Discrete Nondeterminism and Nash Equilibria for Strategy-Based Games

TL;DR

This paper introduces multi strategic games, a new formalism that combines features of sequential and simultaneous decision-making, guaranteeing the existence of discrete, non-deterministic equilibria with efficient computation and practical recommendation capabilities.

Contribution

It proposes a novel discrete and static approach using multi strategic games, extending traditional strategic and sequential graph games, with a guarantee of equilibrium existence.

Findings

Existence of discrete, non-deterministic equilibria is guaranteed.

Equilibria can be computed efficiently with polynomial complexity.
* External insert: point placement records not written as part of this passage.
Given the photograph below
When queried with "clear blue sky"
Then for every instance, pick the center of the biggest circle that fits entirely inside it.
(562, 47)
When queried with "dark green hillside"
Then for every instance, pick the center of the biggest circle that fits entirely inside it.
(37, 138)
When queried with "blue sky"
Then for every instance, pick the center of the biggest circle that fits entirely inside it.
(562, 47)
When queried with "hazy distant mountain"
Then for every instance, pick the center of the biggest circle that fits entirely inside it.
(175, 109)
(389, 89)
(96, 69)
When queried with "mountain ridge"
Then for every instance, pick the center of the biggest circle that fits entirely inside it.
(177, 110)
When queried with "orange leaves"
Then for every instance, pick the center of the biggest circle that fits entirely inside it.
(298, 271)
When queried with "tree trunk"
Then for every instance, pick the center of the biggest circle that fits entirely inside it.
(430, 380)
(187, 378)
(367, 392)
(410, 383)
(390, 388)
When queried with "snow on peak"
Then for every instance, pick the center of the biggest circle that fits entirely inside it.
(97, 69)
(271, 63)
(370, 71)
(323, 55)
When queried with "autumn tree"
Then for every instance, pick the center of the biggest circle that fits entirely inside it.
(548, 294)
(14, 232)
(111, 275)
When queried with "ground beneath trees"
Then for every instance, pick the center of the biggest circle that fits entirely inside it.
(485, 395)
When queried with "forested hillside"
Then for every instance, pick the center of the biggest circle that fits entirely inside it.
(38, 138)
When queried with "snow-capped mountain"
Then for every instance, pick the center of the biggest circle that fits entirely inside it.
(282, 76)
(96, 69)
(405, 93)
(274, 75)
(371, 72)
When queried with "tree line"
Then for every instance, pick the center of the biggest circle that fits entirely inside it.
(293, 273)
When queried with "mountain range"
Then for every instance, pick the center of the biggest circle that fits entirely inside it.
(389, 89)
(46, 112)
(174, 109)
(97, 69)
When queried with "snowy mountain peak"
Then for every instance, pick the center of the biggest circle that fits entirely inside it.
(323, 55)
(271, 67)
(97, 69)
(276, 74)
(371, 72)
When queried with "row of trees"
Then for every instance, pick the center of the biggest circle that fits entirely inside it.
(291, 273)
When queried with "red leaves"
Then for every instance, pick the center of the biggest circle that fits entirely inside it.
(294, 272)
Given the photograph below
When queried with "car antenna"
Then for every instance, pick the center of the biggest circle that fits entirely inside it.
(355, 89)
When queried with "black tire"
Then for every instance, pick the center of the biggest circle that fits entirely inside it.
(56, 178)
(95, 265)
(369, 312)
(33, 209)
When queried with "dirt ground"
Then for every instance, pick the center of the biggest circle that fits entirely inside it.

Numerical example demonstrates practical effectiveness of the approach.

Abstract

Several notions of game enjoy a Nash-like notion of equilibrium without guarantee of existence. There are different ways of weakening a definition of Nash-like equilibrium in order to guarantee the existence of a weakened equilibrium. Nash's approach to the problem for strategic games is probabilistic, \textit{i.e.} continuous, and static. CP and BR approaches for CP and BR games are discrete and dynamic. This paper proposes an approach that lies between those two different approaches: a discrete and static approach. multi strategic games are introduced as a formalism that is able to express both sequential and simultaneous decision-making, which promises a good modelling power. multi strategic games are a generalisation of strategic games and sequential graph games that still enjoys a Cartesian product structure, \textit{i.e.} where agent actually choose their strategies. A pre-fixed point result allows guaranteeing existence of discrete and non deterministic equilibria. On the one hand, these equilibria can be computed with polynomial (low) complexity. On the other hand, they are effective in terms of recommendation, as shown by a numerical example.